The cluster centers and their labels of the resulting 10 different classes are as follows:
Z1(-0.392, -0.550, 0.725), tag 6; z2(-0.756, 0.044, -17.132), label 2;
Z3(-0.022, -0.019, 1.831), label 9; z4(-0.174, 0.0456, -3.73), tag 1;
Z5(0.092, 0.047, 1.957), tag 3; z6(0.068, 0.071, 0.958), label 7;
Z7(0.374, 0.2673, 1.364), label 8; z8(0.373, 0.0445, 8.386), label 5;
Z9(0.587, 0.645, 0.907), tag 10; z10(0.842,0.045,18.593) And a label 4.
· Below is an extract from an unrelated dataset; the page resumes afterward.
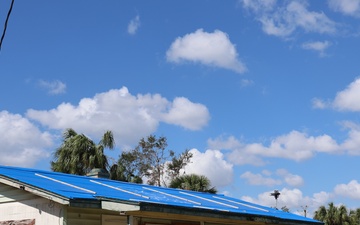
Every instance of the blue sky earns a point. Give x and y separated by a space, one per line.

And 4, step 4: mapping all clustering centers and labels thereof to abnormal reasons according to the table 1;
and 5: and diagnosing abnormal line loss of other lines. Randomly selecting abnormal line loss data of 3 lines of the power distribution network, and acquiring 24-hour line loss data:
TABLE 2 24-hour data of a certain abnormal line loss
The data is preliminarily judged, and the line loss rate is 0.152 and exceeds 6 percent at 14:00, so that the data is an abnormal line loss line; then, historical data of the method is obtained for 24 hours, and a key index of the method is calculated to be s1(0.152,0.039, 3.897); next, s is calculated according to formula (2)1With all cluster centers Z1~Z10The calculated results of the distances of (a) are 3.271, 21.048, 2.074, 7.633, 1.941, 2.940, 2.553, 4.406, 3.802 and 14.71 respectively. It can be seen that the data is off-cluster-center Z4Recently, the data thus belongs to Z4And (4) class. Last Z4The label of (1) is 1, and the line loss abnormality reason is obtained according to the mapping relation and is the bottom abnormality.
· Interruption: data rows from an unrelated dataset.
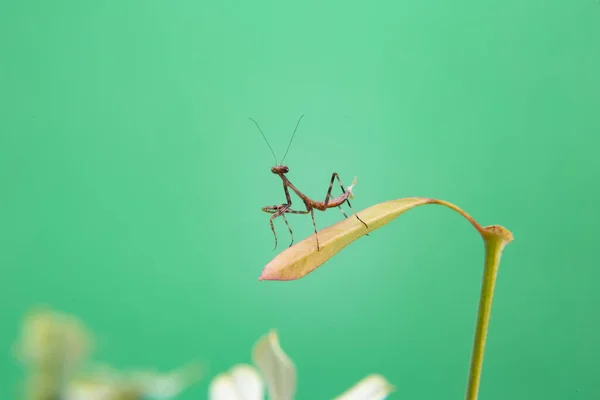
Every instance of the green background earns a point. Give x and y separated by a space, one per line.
131 182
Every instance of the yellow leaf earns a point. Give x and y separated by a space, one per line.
302 258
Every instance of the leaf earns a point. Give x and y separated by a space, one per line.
277 369
373 387
302 258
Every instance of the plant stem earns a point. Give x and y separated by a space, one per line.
495 238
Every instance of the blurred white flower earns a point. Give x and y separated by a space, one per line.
276 371
107 384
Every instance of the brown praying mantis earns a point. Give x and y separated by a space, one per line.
280 210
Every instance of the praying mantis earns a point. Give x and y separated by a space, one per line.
280 210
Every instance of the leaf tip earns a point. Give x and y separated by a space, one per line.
499 232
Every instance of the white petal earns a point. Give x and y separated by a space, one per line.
82 391
248 382
277 369
373 387
223 387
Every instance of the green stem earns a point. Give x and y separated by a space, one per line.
495 238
It will be appreciated by those skilled in the art that the invention may be embodied in other specific forms without departing from the spirit or essential characteristics thereof. The embodiments disclosed above are therefore to be considered in all respects as illustrative and not restrictive. All changes which come within the scope of or equivalence to the invention are intended to be embraced therein.